Nanoconfinement effects lead to the anomalous phase behavior of hydrocarbons in nanopores. Besides the capillary pressure, the critical properties’ shift and curvature-dependent effect are found to be wettability-dependent parameters. In this work, we propose novel methods to correlate the macroscopic contact angle to the critical properties’ shift and curvature-dependent effect with an in-depth analysis of the microscopic interactions, including molecule-wall interactions and intermolecular interactions at the liquid-vapor interface. Then, we extend the Peng-Robinson equation of state model to investigate the effects of wettability on the phase behavior and interfacial tension (IFT) of nanoconfined hydrocarbons.
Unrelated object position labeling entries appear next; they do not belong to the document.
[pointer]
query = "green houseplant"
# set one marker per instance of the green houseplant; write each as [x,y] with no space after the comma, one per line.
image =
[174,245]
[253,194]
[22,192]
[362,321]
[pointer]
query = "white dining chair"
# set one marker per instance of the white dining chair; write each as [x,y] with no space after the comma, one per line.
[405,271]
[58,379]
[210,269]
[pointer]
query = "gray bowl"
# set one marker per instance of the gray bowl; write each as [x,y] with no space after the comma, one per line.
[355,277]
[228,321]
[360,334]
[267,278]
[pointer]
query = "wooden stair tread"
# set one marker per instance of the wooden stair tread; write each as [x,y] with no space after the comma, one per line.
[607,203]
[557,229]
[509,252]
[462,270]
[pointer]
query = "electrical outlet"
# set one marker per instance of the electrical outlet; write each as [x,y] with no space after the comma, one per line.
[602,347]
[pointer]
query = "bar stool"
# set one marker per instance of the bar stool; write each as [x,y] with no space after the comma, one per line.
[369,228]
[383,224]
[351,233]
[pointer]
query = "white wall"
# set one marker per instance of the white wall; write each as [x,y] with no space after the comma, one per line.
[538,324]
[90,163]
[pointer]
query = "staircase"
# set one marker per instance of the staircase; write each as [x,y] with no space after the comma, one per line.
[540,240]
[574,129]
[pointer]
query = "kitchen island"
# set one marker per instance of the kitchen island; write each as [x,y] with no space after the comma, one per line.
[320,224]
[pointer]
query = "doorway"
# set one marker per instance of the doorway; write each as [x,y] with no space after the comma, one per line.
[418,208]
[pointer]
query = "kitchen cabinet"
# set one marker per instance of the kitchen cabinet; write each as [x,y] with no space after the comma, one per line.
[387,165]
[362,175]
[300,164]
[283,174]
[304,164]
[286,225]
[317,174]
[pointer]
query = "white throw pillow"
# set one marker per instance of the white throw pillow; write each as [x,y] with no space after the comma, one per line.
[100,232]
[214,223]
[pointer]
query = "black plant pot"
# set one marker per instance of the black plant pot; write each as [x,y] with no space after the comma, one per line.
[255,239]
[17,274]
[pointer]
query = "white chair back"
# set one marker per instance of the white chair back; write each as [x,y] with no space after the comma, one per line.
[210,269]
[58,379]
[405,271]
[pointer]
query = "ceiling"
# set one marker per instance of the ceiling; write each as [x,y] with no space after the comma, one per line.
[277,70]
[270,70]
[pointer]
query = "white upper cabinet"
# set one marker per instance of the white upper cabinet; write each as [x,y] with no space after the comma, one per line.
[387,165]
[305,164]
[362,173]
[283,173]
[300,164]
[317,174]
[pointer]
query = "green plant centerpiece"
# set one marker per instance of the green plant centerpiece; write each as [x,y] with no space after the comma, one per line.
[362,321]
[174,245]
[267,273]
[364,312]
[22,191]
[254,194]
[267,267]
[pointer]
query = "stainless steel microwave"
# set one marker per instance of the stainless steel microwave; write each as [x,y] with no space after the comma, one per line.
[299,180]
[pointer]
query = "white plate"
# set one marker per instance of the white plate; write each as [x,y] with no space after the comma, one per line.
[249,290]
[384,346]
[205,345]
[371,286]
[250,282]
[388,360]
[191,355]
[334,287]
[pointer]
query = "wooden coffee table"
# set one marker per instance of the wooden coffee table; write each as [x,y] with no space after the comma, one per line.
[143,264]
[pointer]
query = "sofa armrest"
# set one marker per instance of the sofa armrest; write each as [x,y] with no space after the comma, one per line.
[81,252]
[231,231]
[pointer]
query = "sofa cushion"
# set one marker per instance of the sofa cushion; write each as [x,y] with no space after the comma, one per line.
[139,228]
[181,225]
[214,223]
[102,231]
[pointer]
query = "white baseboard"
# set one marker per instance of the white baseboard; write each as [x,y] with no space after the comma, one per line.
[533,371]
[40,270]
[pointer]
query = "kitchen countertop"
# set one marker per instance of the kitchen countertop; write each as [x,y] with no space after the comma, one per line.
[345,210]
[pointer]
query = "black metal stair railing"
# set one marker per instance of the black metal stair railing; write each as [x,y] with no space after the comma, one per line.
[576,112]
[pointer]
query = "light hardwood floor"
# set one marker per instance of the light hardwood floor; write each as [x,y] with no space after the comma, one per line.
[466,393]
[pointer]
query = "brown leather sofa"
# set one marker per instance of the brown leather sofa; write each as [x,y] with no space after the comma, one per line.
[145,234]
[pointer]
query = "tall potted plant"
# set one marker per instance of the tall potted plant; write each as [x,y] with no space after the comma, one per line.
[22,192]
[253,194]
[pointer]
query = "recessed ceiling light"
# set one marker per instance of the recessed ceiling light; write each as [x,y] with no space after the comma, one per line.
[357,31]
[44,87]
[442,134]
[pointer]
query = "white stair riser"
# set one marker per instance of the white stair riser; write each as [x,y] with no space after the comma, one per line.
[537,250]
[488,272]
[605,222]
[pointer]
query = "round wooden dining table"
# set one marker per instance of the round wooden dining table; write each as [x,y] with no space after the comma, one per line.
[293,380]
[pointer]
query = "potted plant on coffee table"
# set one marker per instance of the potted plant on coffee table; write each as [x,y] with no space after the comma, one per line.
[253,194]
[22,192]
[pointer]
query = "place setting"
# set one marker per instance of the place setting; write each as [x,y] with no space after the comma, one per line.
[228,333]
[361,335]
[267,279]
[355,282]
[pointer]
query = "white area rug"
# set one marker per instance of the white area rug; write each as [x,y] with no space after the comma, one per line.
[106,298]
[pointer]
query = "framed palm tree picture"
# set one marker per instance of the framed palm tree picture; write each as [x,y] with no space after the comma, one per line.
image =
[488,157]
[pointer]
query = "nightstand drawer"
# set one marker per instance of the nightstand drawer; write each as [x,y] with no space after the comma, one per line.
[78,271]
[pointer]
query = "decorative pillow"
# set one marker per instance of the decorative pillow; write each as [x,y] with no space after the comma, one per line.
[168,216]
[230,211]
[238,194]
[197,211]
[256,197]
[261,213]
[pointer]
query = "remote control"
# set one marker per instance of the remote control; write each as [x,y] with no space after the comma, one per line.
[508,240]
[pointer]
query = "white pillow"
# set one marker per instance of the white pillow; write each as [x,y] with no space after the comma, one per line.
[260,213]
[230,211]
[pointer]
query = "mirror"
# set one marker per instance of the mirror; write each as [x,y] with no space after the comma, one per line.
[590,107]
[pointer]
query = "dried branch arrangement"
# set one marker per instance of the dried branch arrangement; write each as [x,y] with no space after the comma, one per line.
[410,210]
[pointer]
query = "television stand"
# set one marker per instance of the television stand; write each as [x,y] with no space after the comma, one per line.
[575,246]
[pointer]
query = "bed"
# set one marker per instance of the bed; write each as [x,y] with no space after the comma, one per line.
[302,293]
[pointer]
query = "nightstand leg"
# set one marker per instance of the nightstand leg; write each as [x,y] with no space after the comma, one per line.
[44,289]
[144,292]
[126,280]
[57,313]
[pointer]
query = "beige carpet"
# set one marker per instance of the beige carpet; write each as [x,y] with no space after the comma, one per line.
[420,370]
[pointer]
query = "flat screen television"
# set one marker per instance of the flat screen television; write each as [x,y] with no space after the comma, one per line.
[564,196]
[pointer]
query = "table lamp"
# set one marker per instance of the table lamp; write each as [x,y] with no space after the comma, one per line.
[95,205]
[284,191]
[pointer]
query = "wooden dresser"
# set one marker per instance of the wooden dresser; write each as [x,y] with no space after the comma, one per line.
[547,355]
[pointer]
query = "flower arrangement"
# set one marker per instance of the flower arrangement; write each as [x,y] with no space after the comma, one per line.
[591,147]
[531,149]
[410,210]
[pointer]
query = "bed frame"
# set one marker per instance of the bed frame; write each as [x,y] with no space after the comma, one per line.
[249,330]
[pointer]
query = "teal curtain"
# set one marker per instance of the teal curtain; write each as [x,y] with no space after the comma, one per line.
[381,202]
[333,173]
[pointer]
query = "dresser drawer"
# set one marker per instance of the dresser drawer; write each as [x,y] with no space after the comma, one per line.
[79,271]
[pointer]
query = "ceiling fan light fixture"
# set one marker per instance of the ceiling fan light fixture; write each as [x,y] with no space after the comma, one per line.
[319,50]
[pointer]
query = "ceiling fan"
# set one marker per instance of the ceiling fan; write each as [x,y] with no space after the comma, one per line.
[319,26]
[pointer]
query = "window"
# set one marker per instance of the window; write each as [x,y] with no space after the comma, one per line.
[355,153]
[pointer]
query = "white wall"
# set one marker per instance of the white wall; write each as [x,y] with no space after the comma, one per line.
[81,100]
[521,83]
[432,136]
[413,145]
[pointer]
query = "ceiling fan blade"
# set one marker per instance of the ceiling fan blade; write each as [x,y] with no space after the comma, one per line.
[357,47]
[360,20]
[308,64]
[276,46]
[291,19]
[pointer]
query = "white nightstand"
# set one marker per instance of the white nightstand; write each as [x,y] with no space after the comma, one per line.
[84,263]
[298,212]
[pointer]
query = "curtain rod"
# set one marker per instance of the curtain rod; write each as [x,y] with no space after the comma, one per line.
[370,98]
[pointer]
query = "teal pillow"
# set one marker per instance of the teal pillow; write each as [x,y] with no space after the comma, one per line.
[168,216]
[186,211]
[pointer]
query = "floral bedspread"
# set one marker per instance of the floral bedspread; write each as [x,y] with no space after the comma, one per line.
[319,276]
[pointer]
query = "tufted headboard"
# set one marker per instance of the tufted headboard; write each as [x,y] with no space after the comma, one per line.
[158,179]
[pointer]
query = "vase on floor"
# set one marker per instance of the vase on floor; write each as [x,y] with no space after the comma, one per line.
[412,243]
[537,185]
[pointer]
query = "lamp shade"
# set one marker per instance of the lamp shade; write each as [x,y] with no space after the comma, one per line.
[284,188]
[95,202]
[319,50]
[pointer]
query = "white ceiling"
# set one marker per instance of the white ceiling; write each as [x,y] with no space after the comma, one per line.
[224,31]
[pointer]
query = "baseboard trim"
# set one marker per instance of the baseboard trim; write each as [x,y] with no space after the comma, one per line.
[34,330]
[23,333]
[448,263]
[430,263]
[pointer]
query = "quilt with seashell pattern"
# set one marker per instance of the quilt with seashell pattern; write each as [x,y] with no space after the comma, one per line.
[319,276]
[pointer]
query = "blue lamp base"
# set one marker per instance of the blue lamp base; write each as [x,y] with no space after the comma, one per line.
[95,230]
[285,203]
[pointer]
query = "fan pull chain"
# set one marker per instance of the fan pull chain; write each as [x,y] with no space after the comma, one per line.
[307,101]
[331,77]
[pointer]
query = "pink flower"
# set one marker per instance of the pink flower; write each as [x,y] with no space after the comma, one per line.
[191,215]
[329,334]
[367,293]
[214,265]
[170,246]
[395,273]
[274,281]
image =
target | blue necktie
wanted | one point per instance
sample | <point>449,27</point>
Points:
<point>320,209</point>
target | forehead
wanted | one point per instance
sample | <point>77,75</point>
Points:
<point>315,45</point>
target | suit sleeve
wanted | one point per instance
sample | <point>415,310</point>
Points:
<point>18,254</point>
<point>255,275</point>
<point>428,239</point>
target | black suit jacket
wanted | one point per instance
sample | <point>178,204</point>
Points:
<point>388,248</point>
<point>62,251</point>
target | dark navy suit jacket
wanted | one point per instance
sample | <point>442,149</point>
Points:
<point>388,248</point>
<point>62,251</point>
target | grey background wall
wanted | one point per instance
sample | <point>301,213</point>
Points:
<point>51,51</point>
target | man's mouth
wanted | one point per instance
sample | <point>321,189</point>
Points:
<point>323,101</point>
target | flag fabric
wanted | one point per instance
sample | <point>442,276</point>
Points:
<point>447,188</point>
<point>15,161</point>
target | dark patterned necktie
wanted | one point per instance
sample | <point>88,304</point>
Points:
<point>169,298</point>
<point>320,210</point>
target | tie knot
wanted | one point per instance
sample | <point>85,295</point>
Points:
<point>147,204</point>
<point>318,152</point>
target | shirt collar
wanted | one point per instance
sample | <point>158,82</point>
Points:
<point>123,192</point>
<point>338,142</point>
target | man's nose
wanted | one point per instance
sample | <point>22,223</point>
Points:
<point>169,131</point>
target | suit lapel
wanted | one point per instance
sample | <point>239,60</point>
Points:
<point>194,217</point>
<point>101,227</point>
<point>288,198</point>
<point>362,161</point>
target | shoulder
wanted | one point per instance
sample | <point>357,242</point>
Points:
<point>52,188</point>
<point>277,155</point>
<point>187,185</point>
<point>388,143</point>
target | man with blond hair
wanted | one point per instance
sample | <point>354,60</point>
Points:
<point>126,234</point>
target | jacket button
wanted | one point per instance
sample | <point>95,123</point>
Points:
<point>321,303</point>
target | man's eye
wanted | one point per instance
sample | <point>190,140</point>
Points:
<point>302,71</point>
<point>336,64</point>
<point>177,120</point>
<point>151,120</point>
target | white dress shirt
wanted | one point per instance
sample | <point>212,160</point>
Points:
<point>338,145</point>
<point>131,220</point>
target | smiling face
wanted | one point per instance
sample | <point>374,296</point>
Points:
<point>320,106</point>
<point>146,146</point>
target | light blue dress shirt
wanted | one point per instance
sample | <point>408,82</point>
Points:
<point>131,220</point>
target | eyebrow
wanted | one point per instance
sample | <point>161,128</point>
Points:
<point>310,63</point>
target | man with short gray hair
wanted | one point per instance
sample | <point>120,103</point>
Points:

Our results show that the nanoconfinement effects are not only dependent on the pore size but also on the wettability of the pore wall. In nonhydrocarbon-wet nanopores, the nanoconfinement effects are limited, and the bubble point pressure (Pb) and IFT are close to the bulk values. In hydrocarbon-wet nanopores, with the pore radius smaller than 50 nm, the nanoconfinement effects become visible and they are further strengthened as the contact angle decreases. The calculated results suggest that under reservoir temperature for Eagle Ford reservoir with the pore size of 10 nm, the suppression of Pb and IFT with completely oil-wet cases are nearly six-fold and ten-fold higher than that of intermediate-wet cases.